Monday, June 25, 2012



 Today, I am going to post on Millennium Actress (2001). I like this film  because it was very touching as I could see how passion for someone will drive a person to achieve a goal. Even though the lead character Chiyoko Fujiwara never managed to meet the man of her dreams again, she  is a great actress because she put her emotions for him into acting. I found this to be very emotional and different from Paprika(2006),  which is more intellectual. Just like Paprika, Satoshi Kon, shows different levels of reality and sometimes its difficult to tell what is reality and fiction or what is past and present.
To make things more complicated, the film also involves a director, Tachibana, who is trying to make a documentary about Chiyoko Fujiwara. However, we see him in every story she tells so the flashbacks are not reliable as they have his fantasy element of him being involved in the scenes.

In the two pictures above, wee see him acting out a role while he is interviewing Chiyoko.in real life.

In all the scenes from Chiyoko's previous films,
the director always acts as the protector of Chiyoko.

The scene above is suppose to be a flashback and if u look carefully at the background you can see Tachibana's face. This is very good use of background and foreground as in the foreground Chiyoko is accompanied by the director she will marry but in the background is the person  who genuinely cares for her but she does not even notice him.


The side kick of the director, Kyoji Ida is there for comic relief. He has a few stock expressions.



Reusing similar expressions is very common in Japanese Anime. Characters who are surprised will perform an extremely exaggerated expression like the 2 instances you see above.

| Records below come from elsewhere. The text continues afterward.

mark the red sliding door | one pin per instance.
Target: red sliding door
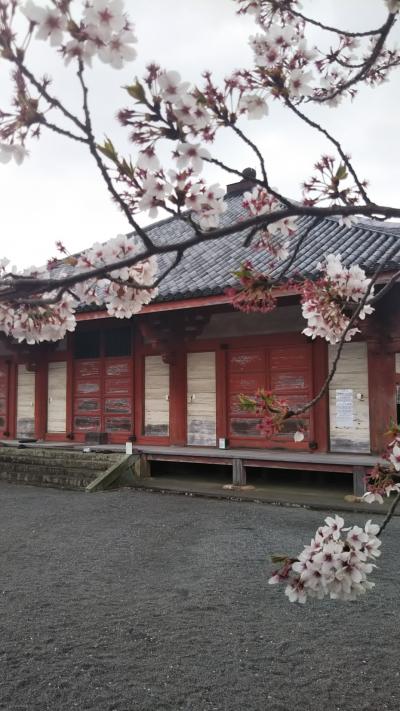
(284, 370)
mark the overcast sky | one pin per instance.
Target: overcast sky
(58, 195)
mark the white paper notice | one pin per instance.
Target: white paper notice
(344, 408)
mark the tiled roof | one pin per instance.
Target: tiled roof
(207, 269)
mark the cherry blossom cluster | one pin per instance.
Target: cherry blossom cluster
(123, 291)
(381, 482)
(328, 303)
(266, 405)
(148, 188)
(103, 30)
(255, 293)
(275, 237)
(292, 69)
(331, 184)
(336, 564)
(35, 324)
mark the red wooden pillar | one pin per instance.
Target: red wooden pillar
(382, 393)
(69, 419)
(177, 397)
(320, 412)
(138, 387)
(221, 375)
(12, 399)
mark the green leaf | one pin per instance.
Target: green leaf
(341, 173)
(108, 150)
(136, 91)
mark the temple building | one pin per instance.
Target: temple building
(168, 379)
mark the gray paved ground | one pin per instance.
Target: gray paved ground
(138, 601)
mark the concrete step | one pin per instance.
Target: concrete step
(61, 468)
(39, 478)
(70, 462)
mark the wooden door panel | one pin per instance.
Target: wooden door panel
(3, 397)
(286, 372)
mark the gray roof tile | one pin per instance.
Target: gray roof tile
(208, 268)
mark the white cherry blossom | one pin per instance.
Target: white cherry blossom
(336, 564)
(148, 160)
(299, 83)
(207, 203)
(118, 49)
(51, 22)
(191, 155)
(13, 151)
(254, 105)
(107, 15)
(172, 88)
(393, 5)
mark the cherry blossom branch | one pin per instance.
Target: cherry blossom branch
(102, 168)
(28, 284)
(52, 100)
(335, 30)
(334, 142)
(62, 131)
(255, 180)
(342, 341)
(297, 248)
(385, 289)
(390, 513)
(367, 65)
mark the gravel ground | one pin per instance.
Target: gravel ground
(137, 601)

The beads of sweat rolling down when someone is frightened is also a convention of Japanese Anime.

Another sequence that shows how past recollections can bleed into a film is when Chiyoko talks to her mother:
In the shot above Chiyoko's image is reflected in the mirror. 
The conversation continues seamlessly but Chiyoko's real life mother has been replaced by an actress while in the reflaction is the old lady who  gives her the thousand year tea which makes her unable to forget the man she loves. We first see the old lady in a film that Chiyoko is acting in but the tea seems to have an effect on her real life and in real life she never gives up on looking for the man she met when she was a child.

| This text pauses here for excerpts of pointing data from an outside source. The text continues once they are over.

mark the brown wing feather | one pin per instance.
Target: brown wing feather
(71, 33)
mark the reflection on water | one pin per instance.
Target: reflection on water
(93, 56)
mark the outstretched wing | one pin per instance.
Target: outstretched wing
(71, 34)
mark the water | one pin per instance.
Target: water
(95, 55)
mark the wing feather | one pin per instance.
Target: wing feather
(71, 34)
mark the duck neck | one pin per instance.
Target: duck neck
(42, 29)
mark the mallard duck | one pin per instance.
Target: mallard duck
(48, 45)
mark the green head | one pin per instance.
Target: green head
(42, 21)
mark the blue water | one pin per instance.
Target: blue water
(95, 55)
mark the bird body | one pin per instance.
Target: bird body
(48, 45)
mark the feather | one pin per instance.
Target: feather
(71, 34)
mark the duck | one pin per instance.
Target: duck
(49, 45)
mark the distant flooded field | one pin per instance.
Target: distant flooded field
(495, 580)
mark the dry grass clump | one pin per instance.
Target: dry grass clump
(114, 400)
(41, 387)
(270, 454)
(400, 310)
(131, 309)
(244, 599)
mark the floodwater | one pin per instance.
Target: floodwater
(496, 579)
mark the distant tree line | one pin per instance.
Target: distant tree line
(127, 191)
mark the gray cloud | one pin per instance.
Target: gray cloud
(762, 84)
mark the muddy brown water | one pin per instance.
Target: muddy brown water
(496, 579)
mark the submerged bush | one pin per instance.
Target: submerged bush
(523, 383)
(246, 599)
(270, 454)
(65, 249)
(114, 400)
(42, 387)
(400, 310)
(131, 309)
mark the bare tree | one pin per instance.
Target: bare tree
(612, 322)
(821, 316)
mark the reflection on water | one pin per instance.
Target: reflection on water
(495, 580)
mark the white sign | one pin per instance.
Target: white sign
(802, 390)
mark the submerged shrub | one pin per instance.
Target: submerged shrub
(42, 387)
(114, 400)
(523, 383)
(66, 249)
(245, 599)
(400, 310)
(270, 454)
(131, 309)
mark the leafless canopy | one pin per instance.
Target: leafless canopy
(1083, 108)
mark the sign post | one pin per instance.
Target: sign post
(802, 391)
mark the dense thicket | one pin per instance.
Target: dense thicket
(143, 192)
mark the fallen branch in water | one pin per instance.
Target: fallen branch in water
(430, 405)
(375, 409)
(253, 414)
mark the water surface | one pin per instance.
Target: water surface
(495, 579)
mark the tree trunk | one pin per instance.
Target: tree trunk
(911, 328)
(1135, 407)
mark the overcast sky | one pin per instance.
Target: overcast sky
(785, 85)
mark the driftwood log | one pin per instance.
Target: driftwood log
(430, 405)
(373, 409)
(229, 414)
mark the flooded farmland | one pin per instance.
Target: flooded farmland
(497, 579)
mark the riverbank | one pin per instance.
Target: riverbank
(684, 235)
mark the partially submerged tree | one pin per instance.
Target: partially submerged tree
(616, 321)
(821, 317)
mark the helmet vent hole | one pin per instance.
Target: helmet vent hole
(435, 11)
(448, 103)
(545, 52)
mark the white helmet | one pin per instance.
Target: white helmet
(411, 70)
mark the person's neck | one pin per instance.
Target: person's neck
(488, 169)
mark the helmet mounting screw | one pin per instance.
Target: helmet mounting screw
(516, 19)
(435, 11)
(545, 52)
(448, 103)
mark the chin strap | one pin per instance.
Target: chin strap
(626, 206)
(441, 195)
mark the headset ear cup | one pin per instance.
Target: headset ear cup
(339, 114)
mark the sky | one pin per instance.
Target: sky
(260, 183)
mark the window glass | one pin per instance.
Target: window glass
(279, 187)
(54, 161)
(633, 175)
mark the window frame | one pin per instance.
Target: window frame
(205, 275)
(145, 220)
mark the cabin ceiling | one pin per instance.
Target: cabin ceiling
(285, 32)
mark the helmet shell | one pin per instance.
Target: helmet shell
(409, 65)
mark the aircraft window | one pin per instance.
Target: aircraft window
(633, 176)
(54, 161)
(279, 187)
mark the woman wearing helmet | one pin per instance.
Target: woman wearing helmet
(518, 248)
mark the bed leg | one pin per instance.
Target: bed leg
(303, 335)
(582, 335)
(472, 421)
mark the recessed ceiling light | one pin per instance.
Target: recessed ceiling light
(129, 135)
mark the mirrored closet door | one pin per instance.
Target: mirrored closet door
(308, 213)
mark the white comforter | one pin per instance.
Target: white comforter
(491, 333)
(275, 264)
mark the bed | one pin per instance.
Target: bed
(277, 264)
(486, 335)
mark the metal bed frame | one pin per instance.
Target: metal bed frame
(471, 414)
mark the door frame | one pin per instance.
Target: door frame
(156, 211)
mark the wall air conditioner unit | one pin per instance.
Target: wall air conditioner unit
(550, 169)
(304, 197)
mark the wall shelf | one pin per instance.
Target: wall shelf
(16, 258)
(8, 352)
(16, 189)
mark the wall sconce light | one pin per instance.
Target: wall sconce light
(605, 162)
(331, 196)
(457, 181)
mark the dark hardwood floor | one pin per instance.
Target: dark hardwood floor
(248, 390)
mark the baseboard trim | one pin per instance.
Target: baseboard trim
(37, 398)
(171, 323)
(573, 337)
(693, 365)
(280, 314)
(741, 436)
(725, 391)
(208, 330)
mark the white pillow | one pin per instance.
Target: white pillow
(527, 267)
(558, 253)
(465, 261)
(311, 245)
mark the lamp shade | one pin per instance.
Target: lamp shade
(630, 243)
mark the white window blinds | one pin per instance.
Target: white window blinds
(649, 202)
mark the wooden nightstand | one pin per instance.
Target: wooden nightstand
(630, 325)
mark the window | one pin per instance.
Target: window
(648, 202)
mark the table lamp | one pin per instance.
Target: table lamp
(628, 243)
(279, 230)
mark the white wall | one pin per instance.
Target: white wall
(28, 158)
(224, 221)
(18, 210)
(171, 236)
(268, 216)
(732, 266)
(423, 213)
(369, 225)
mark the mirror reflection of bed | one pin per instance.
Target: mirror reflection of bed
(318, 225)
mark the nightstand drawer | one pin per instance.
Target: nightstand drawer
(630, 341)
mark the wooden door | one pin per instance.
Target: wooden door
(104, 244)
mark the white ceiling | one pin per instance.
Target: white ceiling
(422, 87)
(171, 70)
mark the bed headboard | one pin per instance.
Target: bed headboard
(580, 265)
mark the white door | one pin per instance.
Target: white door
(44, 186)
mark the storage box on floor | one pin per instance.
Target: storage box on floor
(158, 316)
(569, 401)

 In the 2 stills above Chiyoko is acting as a princess from the past. The 2 gray dots on her face are meant to represent eye brows of the aristocrats in the Sengoku period.

 
This is from a fantasy sequence when Chiyoko in real life tries to find the artist she once met. She sees a painting and  the painting starts to move and the man she is lookong for waves goodbye and walks away. He is drawn without facial features as she has forgotten what he looks like.
 The still to the left is from the end of the film showing that Chiyoko who is dying in real life is actually going to space to look for the man again. Just like the plot line of the thousand year tea in her film, Chiyoko appears to really want to spend many life times looking for him.

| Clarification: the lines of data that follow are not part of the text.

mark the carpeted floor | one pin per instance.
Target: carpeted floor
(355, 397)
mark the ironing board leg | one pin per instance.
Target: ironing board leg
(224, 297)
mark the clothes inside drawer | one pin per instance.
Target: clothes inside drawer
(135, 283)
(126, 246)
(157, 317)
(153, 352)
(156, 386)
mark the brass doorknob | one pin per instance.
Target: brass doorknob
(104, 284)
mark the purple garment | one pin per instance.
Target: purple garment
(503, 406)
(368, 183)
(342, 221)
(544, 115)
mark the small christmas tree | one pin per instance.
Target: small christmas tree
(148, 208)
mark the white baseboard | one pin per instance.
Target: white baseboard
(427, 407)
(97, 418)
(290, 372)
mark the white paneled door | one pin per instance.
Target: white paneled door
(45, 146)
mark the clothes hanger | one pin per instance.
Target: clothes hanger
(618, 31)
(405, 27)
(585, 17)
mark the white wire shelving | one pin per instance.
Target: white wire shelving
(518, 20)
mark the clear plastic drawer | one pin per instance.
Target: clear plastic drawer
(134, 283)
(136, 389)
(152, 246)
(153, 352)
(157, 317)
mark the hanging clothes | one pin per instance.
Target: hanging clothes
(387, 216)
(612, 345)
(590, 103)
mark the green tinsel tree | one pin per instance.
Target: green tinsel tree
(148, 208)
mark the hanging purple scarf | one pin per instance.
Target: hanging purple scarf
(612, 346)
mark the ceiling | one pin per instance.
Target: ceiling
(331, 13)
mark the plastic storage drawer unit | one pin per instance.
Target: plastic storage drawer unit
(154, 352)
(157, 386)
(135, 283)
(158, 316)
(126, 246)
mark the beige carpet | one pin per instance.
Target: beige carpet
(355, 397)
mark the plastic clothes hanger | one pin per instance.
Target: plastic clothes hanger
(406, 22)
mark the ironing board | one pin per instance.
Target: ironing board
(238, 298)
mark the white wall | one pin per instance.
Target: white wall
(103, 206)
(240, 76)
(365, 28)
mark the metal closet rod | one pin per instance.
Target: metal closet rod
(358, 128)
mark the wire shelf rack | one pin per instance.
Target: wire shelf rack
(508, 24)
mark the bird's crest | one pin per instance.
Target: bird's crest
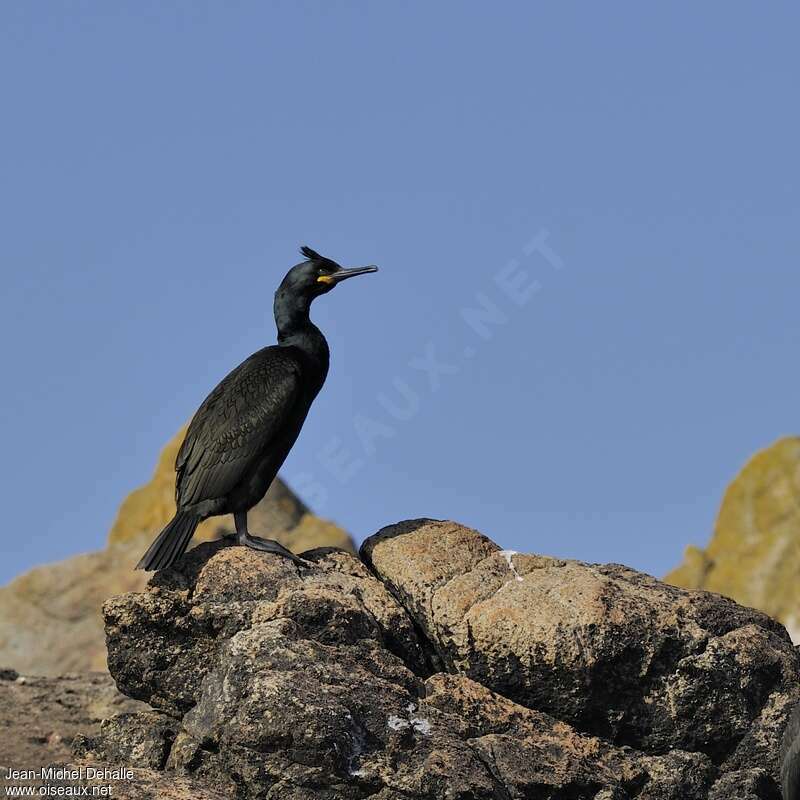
(311, 255)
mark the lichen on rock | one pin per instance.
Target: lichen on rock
(754, 552)
(429, 670)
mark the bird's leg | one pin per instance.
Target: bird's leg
(257, 543)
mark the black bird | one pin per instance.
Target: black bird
(243, 431)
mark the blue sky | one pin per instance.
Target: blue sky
(162, 162)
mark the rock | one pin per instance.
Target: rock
(40, 717)
(613, 652)
(448, 669)
(753, 556)
(50, 618)
(141, 784)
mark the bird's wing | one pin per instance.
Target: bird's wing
(234, 426)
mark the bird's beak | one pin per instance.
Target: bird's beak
(344, 274)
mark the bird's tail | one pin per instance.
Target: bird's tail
(170, 543)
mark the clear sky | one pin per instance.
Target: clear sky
(587, 218)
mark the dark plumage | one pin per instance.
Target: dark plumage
(241, 434)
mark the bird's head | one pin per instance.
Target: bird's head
(317, 275)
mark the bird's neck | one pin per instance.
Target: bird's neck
(295, 327)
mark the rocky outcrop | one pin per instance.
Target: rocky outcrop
(443, 667)
(753, 555)
(50, 619)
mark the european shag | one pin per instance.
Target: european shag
(243, 431)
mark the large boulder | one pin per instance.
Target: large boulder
(50, 619)
(443, 667)
(753, 556)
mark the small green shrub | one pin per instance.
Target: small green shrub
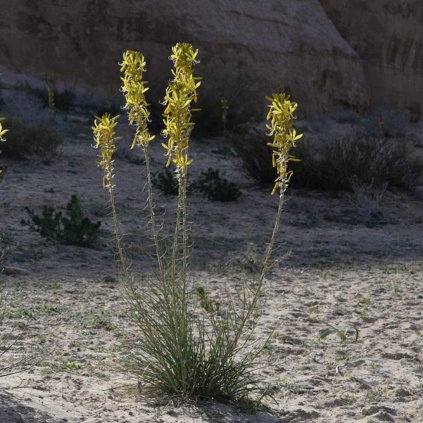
(215, 188)
(373, 161)
(75, 229)
(166, 182)
(332, 164)
(27, 140)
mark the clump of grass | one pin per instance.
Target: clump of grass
(74, 229)
(188, 344)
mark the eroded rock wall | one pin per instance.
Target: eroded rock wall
(248, 48)
(388, 36)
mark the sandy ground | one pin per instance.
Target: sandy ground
(340, 263)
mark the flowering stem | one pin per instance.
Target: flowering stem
(151, 210)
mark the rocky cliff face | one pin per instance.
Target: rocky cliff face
(388, 37)
(248, 48)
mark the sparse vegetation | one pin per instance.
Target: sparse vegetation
(215, 188)
(74, 229)
(28, 140)
(335, 164)
(189, 348)
(166, 182)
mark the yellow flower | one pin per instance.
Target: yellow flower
(281, 116)
(2, 132)
(104, 138)
(180, 93)
(134, 88)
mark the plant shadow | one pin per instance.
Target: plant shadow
(12, 411)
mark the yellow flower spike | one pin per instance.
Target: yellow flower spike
(134, 88)
(2, 139)
(2, 132)
(180, 94)
(104, 138)
(281, 116)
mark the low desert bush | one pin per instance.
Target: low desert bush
(332, 164)
(214, 187)
(74, 229)
(166, 182)
(374, 161)
(188, 344)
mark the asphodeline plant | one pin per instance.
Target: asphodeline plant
(2, 139)
(187, 344)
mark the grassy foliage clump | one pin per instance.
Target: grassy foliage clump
(188, 344)
(74, 229)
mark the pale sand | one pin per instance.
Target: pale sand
(66, 304)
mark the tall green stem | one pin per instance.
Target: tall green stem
(151, 209)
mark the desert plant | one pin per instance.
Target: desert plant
(75, 229)
(215, 188)
(30, 139)
(332, 164)
(189, 345)
(373, 161)
(255, 156)
(166, 182)
(2, 139)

 I read that this film was actually based on the life of Setsuko Hara, who was born in 1920,  a Japanese actress who retired suddenly and lead a reclusive life and is still living a reclusive life. The art of this film is not as complex as Paprika  and seems completely hand drawn with no CGI effects this is appropriate for the film because the story is a simple love story which spends the ages of not only time but reality. If there had been  too much special effects the emotions would not be that strong. In my previous post i wrote about Final Fantasy: The Spirits Within(2001) which came out i nthe same year as Millennium Actress(2001), Even though Final Fantasy had state of the art animation then, the CGI could not convey the emotions that Satoshi Kon did with his hand drawn characters. This is why I prefer Millennium Actress should not be technically good but emotionally supportive.